Losing my Old Self The transition from childhood

As a junior at a college preparatory school, I am coming to terms with the fact that everything is about to change. In a couple years, I will enter a completely new chapter of my life on my own without my parents, friends, or any of my current support system. As I reflect on the changes that I will soon face, I in turn reflect on the evolution of my life up to my current age of seventeen years. Somewhere along the way, I grew to enjoy different things, I lost part of my innocence, and I became more independent. Somehow, the once thrilling prospects of my life, like learning at a higher level, staying out late, and driving, have become regular. Through my photography, I seek to study this transition, come to terms with it, and make sense of it.

As I study late into the night, my mind insubordinately wanders. I tax myself with impossible questions about my past and future. I consider my weekend plans or the lack thereof.

In middle school, I loved to play with Pokemon cards. Sometimes, I pull them out of the drawer and reminisce.

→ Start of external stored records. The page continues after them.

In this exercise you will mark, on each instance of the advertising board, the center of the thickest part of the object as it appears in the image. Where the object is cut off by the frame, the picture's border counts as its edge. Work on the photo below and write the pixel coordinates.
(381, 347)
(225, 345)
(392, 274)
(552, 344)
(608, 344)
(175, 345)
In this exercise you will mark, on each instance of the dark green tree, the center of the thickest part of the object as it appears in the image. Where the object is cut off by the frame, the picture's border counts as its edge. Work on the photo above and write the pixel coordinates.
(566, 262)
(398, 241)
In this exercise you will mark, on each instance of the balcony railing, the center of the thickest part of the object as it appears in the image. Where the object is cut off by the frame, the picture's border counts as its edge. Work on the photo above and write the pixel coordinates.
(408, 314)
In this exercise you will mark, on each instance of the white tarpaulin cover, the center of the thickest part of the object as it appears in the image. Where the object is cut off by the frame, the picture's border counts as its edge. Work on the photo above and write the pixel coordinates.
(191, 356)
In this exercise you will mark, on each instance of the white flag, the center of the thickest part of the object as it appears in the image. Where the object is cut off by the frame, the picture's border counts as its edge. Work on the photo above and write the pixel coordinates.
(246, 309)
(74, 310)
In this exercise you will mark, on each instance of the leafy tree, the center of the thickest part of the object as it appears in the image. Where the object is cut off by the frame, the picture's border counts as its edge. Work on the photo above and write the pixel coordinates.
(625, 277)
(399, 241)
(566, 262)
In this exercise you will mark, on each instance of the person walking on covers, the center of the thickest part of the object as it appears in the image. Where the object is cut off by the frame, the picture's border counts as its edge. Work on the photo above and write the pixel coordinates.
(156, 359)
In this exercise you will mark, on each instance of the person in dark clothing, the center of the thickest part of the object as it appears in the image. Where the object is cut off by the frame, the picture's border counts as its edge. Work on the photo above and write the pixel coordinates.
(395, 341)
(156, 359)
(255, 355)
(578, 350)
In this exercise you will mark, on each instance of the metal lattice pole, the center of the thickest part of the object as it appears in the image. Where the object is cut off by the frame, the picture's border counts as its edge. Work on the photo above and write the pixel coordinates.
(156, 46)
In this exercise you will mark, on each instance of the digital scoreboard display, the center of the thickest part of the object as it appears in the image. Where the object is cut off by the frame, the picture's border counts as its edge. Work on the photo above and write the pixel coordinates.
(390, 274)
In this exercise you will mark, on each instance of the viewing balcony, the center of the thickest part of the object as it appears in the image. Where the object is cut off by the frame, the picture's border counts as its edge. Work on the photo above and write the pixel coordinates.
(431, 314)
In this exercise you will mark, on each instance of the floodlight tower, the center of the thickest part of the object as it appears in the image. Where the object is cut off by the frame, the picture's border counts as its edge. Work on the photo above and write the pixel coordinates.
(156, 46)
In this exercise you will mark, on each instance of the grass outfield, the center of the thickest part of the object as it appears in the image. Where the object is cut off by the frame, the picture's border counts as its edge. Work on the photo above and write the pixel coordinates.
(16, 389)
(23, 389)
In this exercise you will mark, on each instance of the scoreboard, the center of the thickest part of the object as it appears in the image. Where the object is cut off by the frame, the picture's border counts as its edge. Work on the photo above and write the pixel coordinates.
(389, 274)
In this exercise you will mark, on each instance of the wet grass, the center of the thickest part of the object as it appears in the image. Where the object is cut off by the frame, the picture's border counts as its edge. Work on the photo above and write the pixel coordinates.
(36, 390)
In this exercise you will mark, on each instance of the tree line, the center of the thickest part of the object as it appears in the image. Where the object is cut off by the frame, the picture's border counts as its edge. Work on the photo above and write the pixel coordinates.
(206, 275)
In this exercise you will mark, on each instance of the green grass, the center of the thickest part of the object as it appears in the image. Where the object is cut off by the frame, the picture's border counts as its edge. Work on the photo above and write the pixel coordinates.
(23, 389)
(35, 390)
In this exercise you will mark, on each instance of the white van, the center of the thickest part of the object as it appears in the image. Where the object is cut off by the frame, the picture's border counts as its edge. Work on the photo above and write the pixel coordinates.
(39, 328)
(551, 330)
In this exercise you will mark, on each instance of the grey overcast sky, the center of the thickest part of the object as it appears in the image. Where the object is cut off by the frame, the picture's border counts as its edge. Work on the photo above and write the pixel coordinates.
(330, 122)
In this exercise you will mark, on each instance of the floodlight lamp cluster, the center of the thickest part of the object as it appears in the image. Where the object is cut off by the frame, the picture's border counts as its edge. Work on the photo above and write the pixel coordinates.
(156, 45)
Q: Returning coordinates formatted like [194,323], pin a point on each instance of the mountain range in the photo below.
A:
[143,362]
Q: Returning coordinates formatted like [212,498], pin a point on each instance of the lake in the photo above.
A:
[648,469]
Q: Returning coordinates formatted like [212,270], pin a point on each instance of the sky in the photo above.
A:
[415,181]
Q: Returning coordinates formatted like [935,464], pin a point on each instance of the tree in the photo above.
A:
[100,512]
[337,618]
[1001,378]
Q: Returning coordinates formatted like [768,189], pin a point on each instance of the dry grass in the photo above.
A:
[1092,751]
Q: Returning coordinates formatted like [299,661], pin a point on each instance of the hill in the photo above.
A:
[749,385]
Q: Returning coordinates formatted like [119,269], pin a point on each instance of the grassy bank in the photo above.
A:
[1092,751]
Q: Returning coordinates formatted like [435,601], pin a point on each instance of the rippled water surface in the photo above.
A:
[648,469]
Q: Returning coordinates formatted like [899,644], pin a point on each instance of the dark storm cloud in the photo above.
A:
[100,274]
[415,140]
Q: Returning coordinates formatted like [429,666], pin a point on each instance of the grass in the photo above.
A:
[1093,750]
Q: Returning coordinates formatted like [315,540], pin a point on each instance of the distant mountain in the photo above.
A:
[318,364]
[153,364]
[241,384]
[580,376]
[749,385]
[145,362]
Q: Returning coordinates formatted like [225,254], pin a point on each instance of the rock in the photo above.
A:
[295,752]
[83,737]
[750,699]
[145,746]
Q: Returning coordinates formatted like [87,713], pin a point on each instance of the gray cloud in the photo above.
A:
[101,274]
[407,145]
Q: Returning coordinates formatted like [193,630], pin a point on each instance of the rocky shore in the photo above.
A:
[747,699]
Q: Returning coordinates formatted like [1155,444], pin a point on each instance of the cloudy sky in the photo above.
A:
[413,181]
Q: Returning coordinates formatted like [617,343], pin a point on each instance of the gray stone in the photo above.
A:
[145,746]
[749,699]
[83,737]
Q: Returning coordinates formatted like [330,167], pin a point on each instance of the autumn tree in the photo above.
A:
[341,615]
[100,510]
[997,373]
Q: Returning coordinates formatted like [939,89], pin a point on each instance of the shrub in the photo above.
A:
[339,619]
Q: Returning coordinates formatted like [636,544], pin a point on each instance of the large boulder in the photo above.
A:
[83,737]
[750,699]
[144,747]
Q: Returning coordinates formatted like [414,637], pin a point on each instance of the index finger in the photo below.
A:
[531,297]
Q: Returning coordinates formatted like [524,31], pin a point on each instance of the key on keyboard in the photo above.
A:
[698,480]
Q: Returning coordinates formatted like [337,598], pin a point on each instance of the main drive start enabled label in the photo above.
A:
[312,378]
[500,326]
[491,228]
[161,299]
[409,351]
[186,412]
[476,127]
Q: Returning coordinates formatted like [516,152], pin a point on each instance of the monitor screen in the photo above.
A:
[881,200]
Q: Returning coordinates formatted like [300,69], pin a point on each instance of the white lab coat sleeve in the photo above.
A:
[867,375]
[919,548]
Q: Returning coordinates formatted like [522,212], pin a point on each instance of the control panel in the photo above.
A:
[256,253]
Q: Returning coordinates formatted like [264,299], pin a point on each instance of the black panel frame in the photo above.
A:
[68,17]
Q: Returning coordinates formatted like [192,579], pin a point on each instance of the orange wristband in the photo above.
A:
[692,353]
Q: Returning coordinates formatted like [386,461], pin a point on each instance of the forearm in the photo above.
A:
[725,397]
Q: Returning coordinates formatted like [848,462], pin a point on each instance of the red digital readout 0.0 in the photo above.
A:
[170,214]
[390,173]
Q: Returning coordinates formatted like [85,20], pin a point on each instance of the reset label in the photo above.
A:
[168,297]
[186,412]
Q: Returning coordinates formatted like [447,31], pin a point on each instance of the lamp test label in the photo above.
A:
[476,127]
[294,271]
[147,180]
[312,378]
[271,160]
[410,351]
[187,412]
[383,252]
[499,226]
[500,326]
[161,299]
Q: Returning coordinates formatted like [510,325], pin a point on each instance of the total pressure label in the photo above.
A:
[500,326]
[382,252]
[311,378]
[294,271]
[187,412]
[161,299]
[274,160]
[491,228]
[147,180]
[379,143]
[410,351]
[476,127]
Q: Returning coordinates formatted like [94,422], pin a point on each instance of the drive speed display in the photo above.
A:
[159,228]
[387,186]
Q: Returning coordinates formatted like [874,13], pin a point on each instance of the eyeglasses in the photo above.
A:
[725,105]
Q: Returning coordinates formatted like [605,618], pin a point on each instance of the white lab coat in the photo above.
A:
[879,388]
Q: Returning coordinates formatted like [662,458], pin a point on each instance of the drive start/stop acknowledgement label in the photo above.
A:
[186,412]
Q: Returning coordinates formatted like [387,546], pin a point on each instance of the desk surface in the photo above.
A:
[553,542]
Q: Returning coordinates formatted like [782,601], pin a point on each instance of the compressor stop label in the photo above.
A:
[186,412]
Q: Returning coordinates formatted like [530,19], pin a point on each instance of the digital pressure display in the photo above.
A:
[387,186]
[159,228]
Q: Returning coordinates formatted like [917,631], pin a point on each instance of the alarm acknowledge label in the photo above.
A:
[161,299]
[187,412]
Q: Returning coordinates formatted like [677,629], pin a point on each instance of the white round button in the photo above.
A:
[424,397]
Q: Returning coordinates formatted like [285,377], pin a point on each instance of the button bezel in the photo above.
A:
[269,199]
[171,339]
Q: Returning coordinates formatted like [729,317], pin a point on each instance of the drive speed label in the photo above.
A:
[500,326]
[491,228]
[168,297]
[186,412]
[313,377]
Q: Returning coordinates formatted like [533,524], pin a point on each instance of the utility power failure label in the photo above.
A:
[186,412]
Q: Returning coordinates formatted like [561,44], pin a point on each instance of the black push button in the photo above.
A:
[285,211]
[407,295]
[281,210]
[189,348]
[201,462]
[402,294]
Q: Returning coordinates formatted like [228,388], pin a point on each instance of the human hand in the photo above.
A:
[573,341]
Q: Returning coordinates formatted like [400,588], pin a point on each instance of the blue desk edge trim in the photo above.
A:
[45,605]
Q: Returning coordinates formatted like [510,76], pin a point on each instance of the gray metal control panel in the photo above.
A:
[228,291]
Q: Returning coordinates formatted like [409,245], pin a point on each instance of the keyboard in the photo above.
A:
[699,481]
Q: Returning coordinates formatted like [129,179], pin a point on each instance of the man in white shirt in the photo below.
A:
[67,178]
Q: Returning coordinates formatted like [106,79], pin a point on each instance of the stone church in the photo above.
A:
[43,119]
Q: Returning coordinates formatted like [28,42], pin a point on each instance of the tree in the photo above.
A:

When I was younger I used to love to climb trees. I would go so high that my parents would beg me to come down. Eventually, I would. I used to climb this tree every day waiting for my mom to pick me up from school. Now I would rather photograph or socialize instead of climbing.

I drove to Coppell today to visit old friends. I let my thoughts drift was I sped down the freeway in my car, an instrument of freedom that is now so easy for me to take for granted. What other foreign and exciting facets of my life will become unremarkable parts of my daily routine as time goes on?

I stand inside childhood house and make my way to my old room. It has been converted to a guest bedroom, but feels forever haunted by a childish, playful spirit. Moving from Coppell, a suburb half an hour’s drive away, was a huge transition in my life. A couple years ago, I watched my old neighborhood shrink away out of the back window.

I contemplate which universities I will apply to. Where will I be happiest? Up to now, everything in my life has just fallen into place. I have luck and my parents to thank for that. My mom, more so than my dad, is already dreading the day that I leave. She anxiously, lovingly watches as I struggle to take the reigns of my own life path.

My hobbies, friends, and routines have changed overtime, and I'm sure I will continue to evolve through all of the different stages of my life. Some day, I will visit my current house and remember what it was like to be a teenager in North Dallas, but right now, I concentrate on the way adolescence has morphed me into the person I am today.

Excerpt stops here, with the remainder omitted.